I know of another class pulling together in support of a classmate whose wife faced breast cancer, helping with household and lawn chores. In that case, a SLUH alum from a different year who owned a lawn service donated his services when he learned it was to help a fellow Jr. Bill. I know of a more recent class pulling together to help two classmates whose sisters suffered debilitating health issues. And I know of classmates simply helping an immobile friend secure his weekly groceries.
Being a part of SLUH, I’ll bet you know of similar stories. Most are not spectacular; just advice, support, consolation and understanding through the natural meanderings of life. And that’s what makes it remarkable: not the extraordinary, the ordinary.
Like every school and organization, we have our rogues’ gallery, and I’m hardly the paragon of virtue myself, but by and large the friends and faculty you encounter at SLUH will forever have your best interests in mind. The older I get, the more I see, and appreciate, the exceptional wisdom, grace and compassion of my classmates and faculty, and I know they will always be there for me, and my family.

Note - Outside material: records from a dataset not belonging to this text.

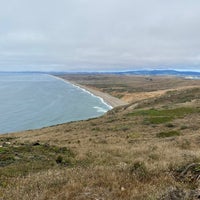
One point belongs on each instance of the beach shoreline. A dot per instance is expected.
(108, 99)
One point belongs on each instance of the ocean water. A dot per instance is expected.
(31, 101)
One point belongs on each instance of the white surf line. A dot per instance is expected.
(83, 89)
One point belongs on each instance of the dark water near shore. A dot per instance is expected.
(30, 101)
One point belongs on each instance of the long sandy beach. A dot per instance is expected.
(112, 101)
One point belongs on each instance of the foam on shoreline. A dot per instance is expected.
(85, 90)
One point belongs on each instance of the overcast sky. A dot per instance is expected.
(103, 35)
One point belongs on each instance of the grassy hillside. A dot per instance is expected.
(148, 149)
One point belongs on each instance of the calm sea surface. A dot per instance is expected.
(30, 101)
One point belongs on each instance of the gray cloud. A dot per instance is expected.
(99, 35)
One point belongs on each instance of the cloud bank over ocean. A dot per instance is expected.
(93, 35)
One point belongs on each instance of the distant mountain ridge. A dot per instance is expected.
(163, 72)
(191, 74)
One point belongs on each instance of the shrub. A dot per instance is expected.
(168, 134)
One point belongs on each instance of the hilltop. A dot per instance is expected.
(146, 149)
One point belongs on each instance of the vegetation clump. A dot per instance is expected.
(168, 134)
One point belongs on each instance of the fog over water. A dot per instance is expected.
(30, 101)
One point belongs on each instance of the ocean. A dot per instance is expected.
(32, 101)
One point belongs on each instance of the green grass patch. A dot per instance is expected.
(154, 116)
(22, 159)
(168, 134)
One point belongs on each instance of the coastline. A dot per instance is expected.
(106, 98)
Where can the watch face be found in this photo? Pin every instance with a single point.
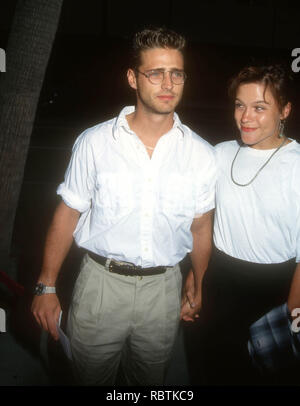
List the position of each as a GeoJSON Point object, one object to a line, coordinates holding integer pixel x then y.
{"type": "Point", "coordinates": [39, 289]}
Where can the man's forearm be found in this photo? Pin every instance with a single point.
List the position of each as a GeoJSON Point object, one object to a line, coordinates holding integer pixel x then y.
{"type": "Point", "coordinates": [202, 247]}
{"type": "Point", "coordinates": [58, 242]}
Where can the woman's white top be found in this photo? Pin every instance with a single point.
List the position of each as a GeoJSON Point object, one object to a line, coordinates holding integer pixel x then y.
{"type": "Point", "coordinates": [259, 222]}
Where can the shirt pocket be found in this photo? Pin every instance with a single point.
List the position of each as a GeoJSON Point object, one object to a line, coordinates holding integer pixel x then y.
{"type": "Point", "coordinates": [177, 195]}
{"type": "Point", "coordinates": [114, 195]}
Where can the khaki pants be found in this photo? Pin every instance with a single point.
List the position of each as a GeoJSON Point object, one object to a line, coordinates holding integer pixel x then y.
{"type": "Point", "coordinates": [117, 319]}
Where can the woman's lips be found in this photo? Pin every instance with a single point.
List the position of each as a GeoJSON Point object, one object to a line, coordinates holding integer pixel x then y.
{"type": "Point", "coordinates": [166, 97]}
{"type": "Point", "coordinates": [247, 129]}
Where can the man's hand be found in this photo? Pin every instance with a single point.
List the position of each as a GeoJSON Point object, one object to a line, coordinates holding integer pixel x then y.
{"type": "Point", "coordinates": [46, 310]}
{"type": "Point", "coordinates": [190, 304]}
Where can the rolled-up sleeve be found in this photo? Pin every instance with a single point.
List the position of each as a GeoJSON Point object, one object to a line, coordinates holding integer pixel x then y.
{"type": "Point", "coordinates": [79, 182]}
{"type": "Point", "coordinates": [206, 184]}
{"type": "Point", "coordinates": [296, 197]}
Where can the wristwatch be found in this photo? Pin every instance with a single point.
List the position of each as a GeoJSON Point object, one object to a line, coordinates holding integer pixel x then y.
{"type": "Point", "coordinates": [41, 289]}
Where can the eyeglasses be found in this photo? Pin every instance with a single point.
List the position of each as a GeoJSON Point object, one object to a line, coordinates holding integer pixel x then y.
{"type": "Point", "coordinates": [156, 76]}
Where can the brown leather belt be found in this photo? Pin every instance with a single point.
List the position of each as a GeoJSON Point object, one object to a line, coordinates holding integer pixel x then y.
{"type": "Point", "coordinates": [127, 268]}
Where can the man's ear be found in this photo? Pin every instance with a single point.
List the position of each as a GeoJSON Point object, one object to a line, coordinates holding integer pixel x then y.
{"type": "Point", "coordinates": [286, 111]}
{"type": "Point", "coordinates": [131, 78]}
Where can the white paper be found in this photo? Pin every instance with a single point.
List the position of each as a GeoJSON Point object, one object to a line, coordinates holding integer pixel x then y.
{"type": "Point", "coordinates": [64, 339]}
{"type": "Point", "coordinates": [2, 321]}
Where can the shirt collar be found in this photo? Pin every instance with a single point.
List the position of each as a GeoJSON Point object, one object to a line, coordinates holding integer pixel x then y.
{"type": "Point", "coordinates": [121, 122]}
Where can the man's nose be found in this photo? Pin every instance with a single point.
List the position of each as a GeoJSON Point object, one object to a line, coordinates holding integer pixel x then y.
{"type": "Point", "coordinates": [167, 81]}
{"type": "Point", "coordinates": [246, 116]}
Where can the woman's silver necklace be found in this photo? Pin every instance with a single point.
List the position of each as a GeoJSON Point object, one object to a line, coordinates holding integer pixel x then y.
{"type": "Point", "coordinates": [260, 169]}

To those of you still on campus, take a good look around and know you are likely to share much more than four years of high school together. As my friend and our class president, Joe Castellano '71, has opined, “You’re very likely looking at the best man at your wedding.” In my son Tim’s case, you might even officiate at wedding. You can also be confident those same classmates will be there for you when you need help in some unforeseen, and unimaginable way somewhere down the line.
No one knows where life will take you, but as a SLUH student or alum you’ve been blessed with extraordinary gifts. Perhaps none is more precious than being endowed membership in a band of brothers, who are men for each other.